We might wonder about the motivations of the attackers. What advantage could extremist organizations possibly have in attempting to destroy anonymous email providers which they themselves rely on to conduct their subversive anti-state, anti-social, activities undetected?
It is well known that virtual privacy networks and anonymous email services provide non-surveilled, non-censored, communication avenues to activists of every description, journalists, whistleblowers, and other “at risk” groups. These types of cyber secure services provide anonymity to people who may be classified as dissidents or protesters who disagree with officially sanctioned government policies. In a free, democratic and pluralistic society channels by which civil disobedience/protesting and redress of grievance may be expressed under protections of the law are hallmark signs of an open society in which justice can be administered. . Minority groups need a platform to voice dissenting opinions when disagreements arise between competing political interests and the ways in which laws are enforced affect the broad public.
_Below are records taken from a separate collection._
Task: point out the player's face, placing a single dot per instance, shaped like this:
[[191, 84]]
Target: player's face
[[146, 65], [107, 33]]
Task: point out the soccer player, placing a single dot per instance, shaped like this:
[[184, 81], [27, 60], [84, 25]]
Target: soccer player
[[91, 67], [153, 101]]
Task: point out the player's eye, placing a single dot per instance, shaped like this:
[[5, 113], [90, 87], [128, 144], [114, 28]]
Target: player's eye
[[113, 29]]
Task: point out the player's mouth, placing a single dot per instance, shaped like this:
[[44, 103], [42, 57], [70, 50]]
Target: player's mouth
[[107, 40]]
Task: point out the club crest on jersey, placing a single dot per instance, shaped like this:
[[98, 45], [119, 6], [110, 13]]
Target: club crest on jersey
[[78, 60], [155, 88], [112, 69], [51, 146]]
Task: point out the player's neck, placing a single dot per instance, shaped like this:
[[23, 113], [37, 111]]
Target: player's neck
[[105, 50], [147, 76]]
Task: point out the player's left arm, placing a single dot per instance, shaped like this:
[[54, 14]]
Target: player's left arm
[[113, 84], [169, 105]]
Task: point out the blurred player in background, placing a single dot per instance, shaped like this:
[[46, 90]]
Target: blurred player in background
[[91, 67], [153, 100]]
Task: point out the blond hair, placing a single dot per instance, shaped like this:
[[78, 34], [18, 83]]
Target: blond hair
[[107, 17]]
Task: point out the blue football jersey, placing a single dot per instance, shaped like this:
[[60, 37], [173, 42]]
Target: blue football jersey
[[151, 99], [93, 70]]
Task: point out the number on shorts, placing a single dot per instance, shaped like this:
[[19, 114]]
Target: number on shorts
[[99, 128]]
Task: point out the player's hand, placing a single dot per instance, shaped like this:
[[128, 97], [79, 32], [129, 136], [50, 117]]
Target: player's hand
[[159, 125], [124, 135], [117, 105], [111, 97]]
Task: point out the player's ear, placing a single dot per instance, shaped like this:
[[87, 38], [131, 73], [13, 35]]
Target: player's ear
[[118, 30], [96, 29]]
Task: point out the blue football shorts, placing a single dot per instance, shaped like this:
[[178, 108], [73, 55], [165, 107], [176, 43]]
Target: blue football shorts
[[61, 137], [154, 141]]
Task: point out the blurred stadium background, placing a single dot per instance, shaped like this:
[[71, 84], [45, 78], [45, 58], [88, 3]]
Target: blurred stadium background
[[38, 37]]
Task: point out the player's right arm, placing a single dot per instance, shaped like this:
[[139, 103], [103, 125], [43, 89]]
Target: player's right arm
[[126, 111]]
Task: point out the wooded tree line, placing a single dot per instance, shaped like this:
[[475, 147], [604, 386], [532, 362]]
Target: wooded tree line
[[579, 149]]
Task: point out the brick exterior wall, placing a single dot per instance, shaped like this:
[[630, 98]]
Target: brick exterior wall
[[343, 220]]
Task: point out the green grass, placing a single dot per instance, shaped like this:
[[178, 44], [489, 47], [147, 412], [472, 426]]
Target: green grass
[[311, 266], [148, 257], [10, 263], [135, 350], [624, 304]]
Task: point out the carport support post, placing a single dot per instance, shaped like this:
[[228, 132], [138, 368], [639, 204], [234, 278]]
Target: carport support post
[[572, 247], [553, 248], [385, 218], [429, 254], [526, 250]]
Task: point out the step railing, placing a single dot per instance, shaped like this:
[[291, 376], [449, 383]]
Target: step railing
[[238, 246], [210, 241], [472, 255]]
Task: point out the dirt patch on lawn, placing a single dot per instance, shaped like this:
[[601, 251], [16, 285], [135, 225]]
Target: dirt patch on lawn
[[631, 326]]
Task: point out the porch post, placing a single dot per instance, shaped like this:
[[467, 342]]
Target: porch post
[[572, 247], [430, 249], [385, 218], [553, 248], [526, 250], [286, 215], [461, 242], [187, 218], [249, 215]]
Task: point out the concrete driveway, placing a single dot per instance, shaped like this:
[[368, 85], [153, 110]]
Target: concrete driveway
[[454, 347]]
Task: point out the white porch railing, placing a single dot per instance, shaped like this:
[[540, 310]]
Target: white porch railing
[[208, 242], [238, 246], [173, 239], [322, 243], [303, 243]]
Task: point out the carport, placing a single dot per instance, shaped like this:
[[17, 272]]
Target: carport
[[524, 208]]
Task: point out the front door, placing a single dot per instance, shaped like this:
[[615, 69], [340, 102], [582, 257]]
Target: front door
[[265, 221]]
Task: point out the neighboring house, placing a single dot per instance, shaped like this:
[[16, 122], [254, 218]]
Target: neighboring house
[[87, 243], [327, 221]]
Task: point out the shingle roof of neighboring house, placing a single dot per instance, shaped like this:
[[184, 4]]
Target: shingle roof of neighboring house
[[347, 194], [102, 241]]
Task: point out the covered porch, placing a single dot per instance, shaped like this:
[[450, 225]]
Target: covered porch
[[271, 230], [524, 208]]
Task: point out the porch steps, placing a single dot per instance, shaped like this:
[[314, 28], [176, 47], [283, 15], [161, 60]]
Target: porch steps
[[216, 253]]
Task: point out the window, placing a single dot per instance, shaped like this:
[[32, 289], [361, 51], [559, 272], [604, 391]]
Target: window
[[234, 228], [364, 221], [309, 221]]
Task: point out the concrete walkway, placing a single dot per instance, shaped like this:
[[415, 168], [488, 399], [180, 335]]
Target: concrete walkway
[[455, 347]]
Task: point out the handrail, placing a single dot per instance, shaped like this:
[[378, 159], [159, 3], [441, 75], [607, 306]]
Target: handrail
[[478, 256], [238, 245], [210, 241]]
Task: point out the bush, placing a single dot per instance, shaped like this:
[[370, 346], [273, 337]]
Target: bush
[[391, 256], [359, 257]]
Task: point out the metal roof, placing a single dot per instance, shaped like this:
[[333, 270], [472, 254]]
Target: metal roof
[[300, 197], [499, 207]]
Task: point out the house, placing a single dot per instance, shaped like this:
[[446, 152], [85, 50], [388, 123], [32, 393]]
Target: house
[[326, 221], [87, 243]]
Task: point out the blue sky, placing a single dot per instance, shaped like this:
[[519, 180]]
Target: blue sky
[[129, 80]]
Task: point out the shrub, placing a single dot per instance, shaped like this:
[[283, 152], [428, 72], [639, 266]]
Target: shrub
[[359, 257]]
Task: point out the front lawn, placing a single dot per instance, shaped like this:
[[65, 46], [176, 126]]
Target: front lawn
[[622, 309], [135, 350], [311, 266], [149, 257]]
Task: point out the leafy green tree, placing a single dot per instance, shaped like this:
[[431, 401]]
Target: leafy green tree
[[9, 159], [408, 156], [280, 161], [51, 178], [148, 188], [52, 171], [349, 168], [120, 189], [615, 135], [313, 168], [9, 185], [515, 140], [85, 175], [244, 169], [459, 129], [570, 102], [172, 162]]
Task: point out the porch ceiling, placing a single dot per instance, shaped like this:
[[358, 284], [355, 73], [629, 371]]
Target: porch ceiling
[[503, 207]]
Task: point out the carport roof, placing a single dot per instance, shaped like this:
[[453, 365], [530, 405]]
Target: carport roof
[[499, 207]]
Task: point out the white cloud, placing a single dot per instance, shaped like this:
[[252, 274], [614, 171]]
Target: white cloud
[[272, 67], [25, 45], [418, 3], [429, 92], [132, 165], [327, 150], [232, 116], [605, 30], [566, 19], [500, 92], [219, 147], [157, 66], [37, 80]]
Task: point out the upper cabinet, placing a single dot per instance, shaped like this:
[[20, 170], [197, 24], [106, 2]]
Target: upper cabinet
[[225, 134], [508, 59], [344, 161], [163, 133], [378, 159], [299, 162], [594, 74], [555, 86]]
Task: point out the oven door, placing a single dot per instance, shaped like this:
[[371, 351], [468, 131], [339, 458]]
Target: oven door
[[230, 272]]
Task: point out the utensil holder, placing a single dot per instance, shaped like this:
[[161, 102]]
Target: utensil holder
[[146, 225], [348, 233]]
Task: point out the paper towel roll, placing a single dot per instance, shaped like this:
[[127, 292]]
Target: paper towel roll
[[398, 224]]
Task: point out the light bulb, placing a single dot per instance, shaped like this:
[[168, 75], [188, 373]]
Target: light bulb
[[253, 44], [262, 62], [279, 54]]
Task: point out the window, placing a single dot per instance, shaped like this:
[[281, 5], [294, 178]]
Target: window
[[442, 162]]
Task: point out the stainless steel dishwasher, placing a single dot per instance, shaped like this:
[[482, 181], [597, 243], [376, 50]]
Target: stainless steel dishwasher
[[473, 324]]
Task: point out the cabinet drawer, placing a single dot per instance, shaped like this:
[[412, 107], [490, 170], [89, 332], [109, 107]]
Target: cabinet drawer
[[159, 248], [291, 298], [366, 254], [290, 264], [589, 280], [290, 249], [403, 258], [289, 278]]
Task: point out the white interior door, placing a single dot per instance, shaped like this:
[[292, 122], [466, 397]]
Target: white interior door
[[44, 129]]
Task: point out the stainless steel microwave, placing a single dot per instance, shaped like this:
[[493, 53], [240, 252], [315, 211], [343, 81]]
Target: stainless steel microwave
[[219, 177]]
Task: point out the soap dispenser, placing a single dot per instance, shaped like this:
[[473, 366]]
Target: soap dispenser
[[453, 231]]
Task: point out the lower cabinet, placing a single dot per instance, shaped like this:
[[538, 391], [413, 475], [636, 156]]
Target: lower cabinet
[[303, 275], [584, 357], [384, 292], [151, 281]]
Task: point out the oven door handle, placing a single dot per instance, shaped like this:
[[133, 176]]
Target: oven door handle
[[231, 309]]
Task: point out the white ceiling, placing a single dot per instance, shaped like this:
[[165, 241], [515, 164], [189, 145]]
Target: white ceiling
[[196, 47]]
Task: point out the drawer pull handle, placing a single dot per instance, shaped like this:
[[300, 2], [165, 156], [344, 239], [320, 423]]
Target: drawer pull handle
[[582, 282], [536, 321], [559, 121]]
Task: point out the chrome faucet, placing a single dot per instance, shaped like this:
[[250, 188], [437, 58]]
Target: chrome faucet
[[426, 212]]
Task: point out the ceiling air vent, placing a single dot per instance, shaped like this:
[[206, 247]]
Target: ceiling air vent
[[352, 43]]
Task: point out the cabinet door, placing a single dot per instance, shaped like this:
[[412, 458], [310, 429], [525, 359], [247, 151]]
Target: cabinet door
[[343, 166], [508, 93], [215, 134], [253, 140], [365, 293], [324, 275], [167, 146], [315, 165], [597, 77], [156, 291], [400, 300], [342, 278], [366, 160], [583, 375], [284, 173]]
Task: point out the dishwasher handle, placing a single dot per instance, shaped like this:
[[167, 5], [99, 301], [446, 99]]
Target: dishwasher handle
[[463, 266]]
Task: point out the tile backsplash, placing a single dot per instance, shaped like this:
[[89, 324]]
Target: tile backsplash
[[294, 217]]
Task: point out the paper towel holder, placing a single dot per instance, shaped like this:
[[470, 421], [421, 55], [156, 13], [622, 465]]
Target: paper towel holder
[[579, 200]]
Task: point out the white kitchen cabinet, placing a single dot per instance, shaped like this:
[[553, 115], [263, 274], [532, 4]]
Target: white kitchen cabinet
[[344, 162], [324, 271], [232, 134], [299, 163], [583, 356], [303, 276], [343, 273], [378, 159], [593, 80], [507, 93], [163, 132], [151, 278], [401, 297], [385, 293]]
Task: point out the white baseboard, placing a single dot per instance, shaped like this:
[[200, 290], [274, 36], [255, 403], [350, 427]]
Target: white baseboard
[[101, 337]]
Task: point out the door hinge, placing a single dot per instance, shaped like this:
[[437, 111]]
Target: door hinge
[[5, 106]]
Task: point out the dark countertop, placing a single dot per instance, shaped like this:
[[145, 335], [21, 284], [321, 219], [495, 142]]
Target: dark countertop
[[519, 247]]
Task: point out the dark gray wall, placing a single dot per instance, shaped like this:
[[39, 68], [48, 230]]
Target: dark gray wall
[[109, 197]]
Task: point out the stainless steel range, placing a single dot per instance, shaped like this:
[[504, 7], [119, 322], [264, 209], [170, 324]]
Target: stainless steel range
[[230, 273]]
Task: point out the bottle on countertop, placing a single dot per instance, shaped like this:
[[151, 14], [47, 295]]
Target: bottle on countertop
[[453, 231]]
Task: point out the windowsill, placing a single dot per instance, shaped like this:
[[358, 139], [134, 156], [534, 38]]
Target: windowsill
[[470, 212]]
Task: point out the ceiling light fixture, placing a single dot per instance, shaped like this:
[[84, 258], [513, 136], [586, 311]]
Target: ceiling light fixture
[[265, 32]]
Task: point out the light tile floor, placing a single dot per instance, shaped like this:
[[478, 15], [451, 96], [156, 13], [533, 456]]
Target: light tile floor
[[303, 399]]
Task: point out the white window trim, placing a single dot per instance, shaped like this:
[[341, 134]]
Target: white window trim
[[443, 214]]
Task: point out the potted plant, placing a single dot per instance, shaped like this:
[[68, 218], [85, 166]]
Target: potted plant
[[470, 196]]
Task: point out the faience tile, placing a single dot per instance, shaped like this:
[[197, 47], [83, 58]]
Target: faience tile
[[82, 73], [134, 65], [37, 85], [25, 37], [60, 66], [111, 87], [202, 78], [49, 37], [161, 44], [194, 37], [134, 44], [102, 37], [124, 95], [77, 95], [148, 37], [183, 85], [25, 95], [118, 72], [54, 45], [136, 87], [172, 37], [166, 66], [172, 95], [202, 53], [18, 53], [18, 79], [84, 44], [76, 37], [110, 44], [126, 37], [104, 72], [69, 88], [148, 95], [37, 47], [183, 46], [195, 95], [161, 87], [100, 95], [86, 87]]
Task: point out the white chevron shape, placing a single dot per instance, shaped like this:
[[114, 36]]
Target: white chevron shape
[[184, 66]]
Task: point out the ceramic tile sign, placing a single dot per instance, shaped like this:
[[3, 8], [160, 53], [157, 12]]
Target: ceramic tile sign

Unfortunately, there are powerful groups out there determined to oppose the unhindered free access to privacy networks which have a pivotal role in contributing to the modern means for the continued expression of free speech.
The attackers hoped to destroy a community which shares a common cause and vision for an Internet that respects privacy and freedom in which even the most unpopular or disenfranchised can assert their voice without fear of harassment or banishment.
The consumer/citizens ability to obtain the services of providers that bring anonymous email services and virtual privacy network functionality to the internet must be preserved and protected by statutory law that guarantees the to the exercise of free speech.